26 March 2014 17:37 [Source: ICIS news]
TORONTO (ICIS)--Canada’s chemical producers’ trade group CIAC and two other associations on Wednesday raised concerns about the market power of the country’s rail carriers, and they issued a call for better freight rail services.
In an article they contributed to the country’s National Post newspaper, the presidents of Chemistry Industry Association of Canada (CIAC), the Canadian Fertilizer Institute and the Mining Association of Canada said that the country’s rail services did "not operate on normal market conditions."
Canada’s rail sector is dominated by two big carriers, Canadian National (CN) and Canadian Pacific (CP).
The groups said the railway companies wield significant market power over their customers, many of whom are captive to either CN or CP. In Canada's chemical industry, producers rely on rail to ship more than 70% of their products, with many relying exclusively on rail.
The groups said that the rail carriers were not investing enough to maintain service levels.
"Investment - or non-investment - decisions ultimately establish a service-level baseline," they said.
"Permitting railway companies to establish service levels to their customers based on investment decisions that assure inadequate service has created an economically inefficient system and is detrimental to individual rail customers’ ability to access world markets," the groups said.
They also noted Canada needed "a robust transportation policy" that lays out railways companies’ obligations to the customers.
"Without addressing this foundational element, the federal government’s key trade, resource development and employment initiatives will not bear their intended fruit," they said.
In their article, the groups suggested that the government requires railway companies to make information and data available to the government and to shippers to enhance transparency in the transportation system.
This measure would solve two key issues, they said.

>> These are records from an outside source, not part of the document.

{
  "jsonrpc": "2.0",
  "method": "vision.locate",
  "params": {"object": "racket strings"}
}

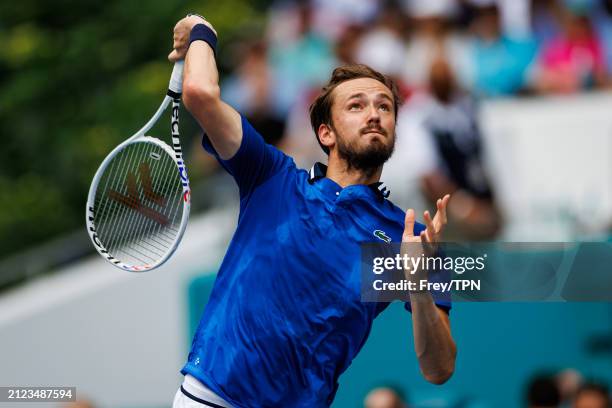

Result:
[95,141,183,265]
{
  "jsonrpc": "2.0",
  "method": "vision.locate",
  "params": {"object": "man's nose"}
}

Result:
[368,105,380,123]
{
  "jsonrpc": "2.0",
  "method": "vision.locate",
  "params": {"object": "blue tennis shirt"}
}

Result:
[181,117,450,408]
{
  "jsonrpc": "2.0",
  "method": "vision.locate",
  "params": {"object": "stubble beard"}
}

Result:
[332,122,395,177]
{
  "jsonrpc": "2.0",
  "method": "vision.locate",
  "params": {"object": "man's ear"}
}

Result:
[317,123,336,150]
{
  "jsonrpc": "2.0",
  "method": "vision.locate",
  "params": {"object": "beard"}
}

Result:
[334,123,395,176]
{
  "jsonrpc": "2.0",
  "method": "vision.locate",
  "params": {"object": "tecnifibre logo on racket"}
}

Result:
[87,206,129,270]
[86,61,190,272]
[171,99,190,192]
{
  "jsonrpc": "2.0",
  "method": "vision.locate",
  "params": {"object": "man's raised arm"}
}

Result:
[168,15,242,160]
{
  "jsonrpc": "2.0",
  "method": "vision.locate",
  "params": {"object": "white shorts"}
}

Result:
[172,374,232,408]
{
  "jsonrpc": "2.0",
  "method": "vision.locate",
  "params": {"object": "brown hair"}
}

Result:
[310,64,401,154]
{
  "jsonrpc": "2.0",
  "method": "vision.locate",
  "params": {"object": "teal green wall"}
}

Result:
[188,275,612,408]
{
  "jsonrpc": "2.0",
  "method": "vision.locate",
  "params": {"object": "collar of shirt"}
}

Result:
[308,162,391,201]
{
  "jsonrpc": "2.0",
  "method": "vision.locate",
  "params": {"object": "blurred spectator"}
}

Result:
[593,0,612,80]
[527,375,561,408]
[268,1,336,117]
[464,0,536,96]
[363,386,407,408]
[310,0,382,40]
[355,2,405,80]
[573,383,612,408]
[403,0,469,90]
[534,10,606,93]
[531,0,563,47]
[221,41,284,144]
[556,368,583,406]
[384,58,501,239]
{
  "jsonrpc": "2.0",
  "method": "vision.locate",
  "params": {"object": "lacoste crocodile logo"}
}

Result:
[374,230,391,244]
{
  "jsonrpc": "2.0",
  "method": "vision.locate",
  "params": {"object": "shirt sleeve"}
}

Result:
[202,115,295,199]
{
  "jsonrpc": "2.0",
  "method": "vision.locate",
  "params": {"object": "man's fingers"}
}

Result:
[423,211,437,241]
[402,208,415,241]
[433,194,450,234]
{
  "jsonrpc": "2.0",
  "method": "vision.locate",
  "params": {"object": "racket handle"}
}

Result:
[168,60,184,94]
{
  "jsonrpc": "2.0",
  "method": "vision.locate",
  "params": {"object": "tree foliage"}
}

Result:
[0,0,267,258]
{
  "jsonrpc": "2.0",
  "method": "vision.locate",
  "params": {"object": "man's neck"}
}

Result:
[326,157,382,188]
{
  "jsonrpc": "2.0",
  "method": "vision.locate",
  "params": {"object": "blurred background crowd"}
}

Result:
[0,0,612,408]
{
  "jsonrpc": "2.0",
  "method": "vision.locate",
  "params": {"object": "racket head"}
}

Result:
[86,136,191,272]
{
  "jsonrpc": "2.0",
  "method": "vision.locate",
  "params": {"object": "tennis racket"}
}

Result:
[86,61,191,272]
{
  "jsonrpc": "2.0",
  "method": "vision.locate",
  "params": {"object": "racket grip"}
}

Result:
[168,60,184,94]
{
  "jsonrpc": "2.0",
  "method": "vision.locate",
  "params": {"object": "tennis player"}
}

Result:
[169,15,456,408]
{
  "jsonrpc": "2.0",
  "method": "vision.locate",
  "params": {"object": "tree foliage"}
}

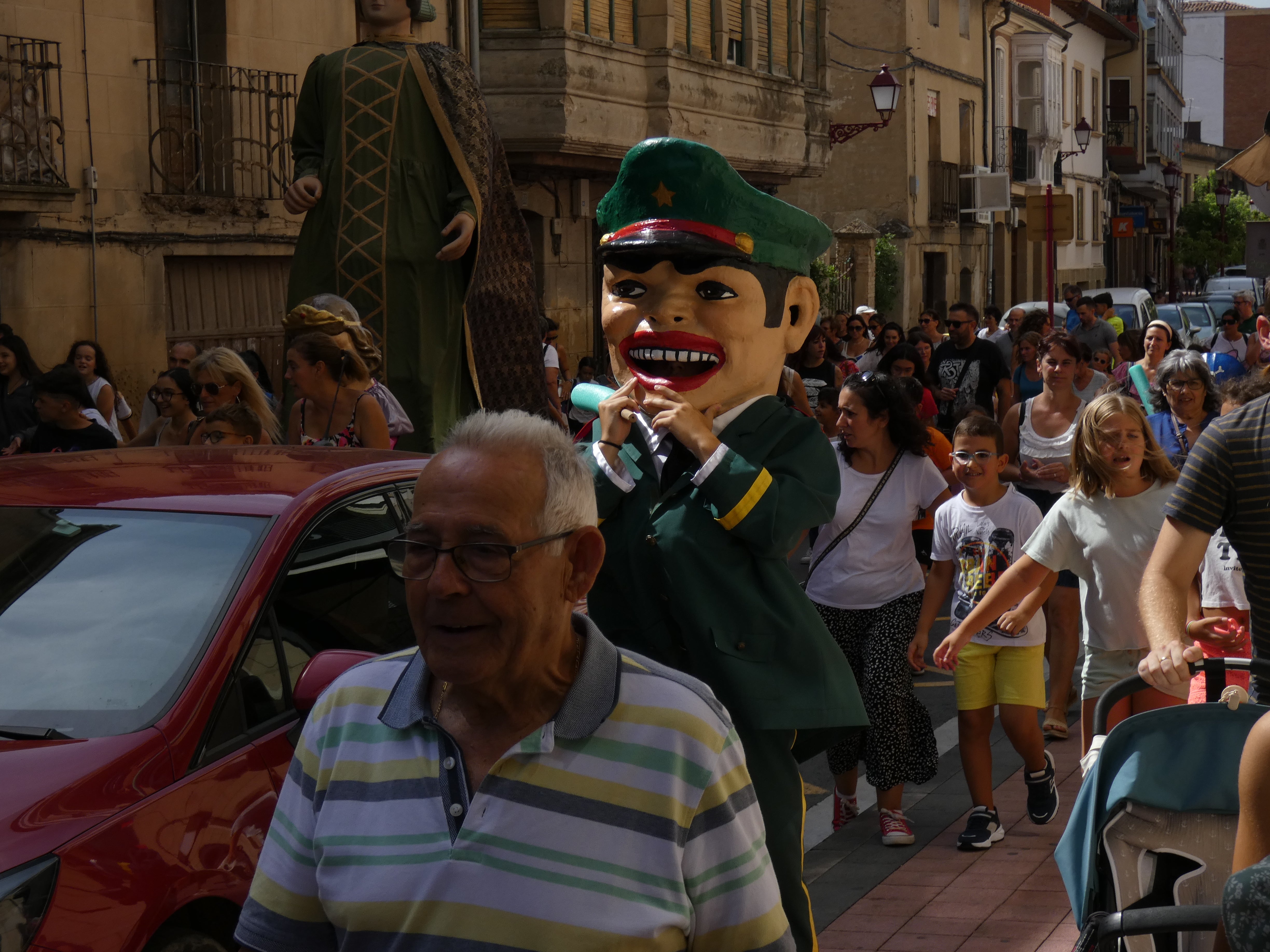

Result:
[1176,173,1266,274]
[874,235,900,313]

First, it would allow the government to see the current state of rail capacity, and how well it is positioned to address shippers’ needs to get goods to market and expand into new markets, the groups said.

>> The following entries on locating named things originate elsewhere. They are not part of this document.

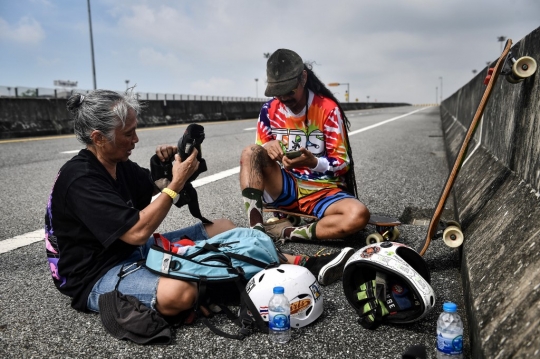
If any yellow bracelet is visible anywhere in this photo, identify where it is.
[161,188,178,203]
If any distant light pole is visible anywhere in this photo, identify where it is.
[328,82,351,102]
[255,79,259,98]
[439,76,442,103]
[86,0,97,90]
[497,36,506,52]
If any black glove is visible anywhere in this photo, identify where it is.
[178,123,208,182]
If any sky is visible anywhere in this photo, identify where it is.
[0,0,540,104]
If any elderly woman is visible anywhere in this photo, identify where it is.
[45,90,234,316]
[45,90,354,317]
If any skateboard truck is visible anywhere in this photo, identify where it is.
[366,215,401,245]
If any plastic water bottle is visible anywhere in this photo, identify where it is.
[437,302,463,359]
[268,287,291,344]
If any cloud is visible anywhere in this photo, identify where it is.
[0,16,45,45]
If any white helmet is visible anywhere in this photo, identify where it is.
[343,242,435,329]
[246,264,323,328]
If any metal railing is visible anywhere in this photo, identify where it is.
[0,86,270,102]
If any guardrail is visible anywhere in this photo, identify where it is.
[0,86,270,102]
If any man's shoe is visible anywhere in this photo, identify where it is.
[306,247,354,285]
[263,218,293,244]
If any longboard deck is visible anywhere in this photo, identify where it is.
[417,39,512,256]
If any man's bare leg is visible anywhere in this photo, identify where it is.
[240,145,283,232]
[282,198,370,240]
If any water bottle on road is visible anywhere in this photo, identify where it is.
[268,287,291,344]
[437,302,463,359]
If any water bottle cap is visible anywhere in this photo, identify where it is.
[443,302,457,313]
[274,287,285,294]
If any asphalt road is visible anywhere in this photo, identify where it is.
[0,107,469,358]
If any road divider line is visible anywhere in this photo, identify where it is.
[0,229,45,253]
[349,107,429,136]
[0,107,429,254]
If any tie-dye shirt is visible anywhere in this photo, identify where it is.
[256,91,350,190]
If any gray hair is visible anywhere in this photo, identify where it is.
[67,87,142,145]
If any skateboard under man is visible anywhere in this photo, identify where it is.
[263,206,401,245]
[417,40,537,256]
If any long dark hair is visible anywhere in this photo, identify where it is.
[300,62,351,130]
[300,62,358,198]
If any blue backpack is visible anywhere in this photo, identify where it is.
[146,228,282,339]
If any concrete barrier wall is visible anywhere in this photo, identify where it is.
[0,98,408,139]
[441,28,540,358]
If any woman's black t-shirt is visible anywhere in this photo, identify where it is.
[45,150,154,311]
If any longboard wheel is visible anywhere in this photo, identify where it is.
[443,226,463,248]
[366,233,384,246]
[484,67,493,85]
[388,227,399,242]
[512,56,537,79]
[446,221,461,229]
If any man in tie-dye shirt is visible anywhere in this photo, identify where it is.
[240,49,370,242]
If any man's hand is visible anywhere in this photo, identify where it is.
[156,145,178,162]
[263,140,283,162]
[170,150,199,192]
[281,147,319,170]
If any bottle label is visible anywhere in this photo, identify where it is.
[268,312,291,332]
[437,331,463,355]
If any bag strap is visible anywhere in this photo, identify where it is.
[203,243,279,269]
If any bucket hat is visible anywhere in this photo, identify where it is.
[264,49,304,97]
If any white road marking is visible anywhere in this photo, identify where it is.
[349,107,429,136]
[5,107,429,254]
[0,229,45,253]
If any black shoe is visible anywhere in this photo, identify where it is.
[306,247,354,285]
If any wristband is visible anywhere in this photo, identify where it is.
[161,188,180,204]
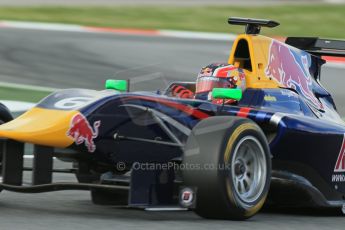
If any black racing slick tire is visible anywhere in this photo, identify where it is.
[182,116,271,220]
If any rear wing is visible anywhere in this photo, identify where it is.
[285,37,345,57]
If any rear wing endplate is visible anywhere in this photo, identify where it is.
[285,37,345,57]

Second, more transparency, especially regarding network and sector-based data, would allow shippers to effectively use remedies provided for in the Canada Transportation Act.
"We predict that increased data-sharing would lead to more efficient bargaining between shippers and railway companies, thereby inspiring greater commercial collaboration," the groups said.

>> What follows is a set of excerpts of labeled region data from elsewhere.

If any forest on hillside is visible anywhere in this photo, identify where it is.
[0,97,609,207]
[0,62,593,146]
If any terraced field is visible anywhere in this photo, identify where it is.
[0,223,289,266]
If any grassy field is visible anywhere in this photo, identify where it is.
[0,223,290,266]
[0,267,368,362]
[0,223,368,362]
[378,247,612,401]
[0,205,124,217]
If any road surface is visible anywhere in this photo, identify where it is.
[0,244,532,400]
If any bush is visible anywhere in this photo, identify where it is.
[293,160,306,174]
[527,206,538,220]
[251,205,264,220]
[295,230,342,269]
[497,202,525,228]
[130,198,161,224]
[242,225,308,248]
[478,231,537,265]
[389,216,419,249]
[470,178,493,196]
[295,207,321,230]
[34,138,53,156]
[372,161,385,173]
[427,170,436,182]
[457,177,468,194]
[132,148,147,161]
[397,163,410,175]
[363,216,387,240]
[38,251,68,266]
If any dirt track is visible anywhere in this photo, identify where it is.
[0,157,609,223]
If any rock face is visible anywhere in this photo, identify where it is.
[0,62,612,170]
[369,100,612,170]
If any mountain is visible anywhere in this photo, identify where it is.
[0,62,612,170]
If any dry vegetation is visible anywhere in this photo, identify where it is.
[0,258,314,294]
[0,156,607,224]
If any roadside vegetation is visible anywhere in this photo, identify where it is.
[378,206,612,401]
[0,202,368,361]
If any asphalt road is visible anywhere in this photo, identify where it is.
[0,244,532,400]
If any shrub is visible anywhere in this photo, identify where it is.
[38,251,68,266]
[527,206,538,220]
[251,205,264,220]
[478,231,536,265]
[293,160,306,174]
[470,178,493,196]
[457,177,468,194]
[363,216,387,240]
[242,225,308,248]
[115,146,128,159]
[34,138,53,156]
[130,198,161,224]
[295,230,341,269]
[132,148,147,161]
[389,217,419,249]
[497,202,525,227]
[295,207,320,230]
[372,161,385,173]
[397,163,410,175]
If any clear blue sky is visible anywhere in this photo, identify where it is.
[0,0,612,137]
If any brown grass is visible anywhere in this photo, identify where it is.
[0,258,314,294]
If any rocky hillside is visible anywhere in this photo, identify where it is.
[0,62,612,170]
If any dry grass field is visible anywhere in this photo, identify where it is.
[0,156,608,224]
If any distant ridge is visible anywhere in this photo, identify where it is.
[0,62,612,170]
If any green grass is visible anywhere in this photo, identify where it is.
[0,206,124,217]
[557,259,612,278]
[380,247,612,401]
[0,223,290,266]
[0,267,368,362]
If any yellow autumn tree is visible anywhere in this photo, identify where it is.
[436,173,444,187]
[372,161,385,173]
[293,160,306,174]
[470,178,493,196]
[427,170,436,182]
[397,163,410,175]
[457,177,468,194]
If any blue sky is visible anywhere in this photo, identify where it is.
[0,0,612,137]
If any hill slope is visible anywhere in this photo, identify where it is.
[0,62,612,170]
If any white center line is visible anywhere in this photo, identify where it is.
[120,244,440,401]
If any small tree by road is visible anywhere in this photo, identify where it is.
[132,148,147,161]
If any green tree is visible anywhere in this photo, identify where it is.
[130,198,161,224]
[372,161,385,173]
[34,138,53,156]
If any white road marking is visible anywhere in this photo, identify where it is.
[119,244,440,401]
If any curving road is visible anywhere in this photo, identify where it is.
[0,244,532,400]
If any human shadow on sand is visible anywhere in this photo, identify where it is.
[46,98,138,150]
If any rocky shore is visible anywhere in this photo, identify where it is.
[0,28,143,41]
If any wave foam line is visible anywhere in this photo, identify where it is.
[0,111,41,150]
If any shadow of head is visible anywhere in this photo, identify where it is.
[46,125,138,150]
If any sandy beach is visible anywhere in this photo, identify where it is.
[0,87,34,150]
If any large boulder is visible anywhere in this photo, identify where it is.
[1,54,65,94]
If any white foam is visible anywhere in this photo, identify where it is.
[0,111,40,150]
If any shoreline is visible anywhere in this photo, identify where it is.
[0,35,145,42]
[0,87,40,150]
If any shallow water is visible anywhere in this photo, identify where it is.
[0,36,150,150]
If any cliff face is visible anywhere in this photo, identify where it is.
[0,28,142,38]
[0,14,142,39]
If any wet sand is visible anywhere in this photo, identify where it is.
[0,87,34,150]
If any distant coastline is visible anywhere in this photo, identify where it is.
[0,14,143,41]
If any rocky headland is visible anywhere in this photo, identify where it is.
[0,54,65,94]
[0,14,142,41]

"A railway company in a given relationship with a customer would be less confident in its ability to impose unfavourable terms knowing that the customer could make a persuasive case to an adjudicator, if negotiations should fail," they added.
The groups also urged the government to amend the Act to better define the "suitable and adequate level of service" a railway is required to provide under the legislation.
"Simply, a railway should meet the customer’s needs. Railway companies are the main arteries of Canada’s economy, but shippers are its lifeblood," the groups said.
In related industry news, CN announced late Tuesday that it will over the coming four years phase out its fleet of DOT 111 tank railcars.
The safety of the DOT 111 tank railcars was an issue in a string of recent rail accidents, including a catastrophe in July 2013 in Quebec where 47 people were killed when a train carrying oil derailed and exploded in the centre of the small town of Lac-Megantic.
"For CN, tank car design is one of the most important systemic issues arising from the Lac-Megantic accident," said CN's CEO Claude Mongeau.
"The question of tank car robustness is central, and that question is being addressed by the AAR [American Association of Railroads], to which CN belongs, in recent recommendations calling for the retrofitting or phase-out of the old DOT-111 cars used to transport flammable liquids and a reinforced standard for new tank cars built in the future," Mongeau added.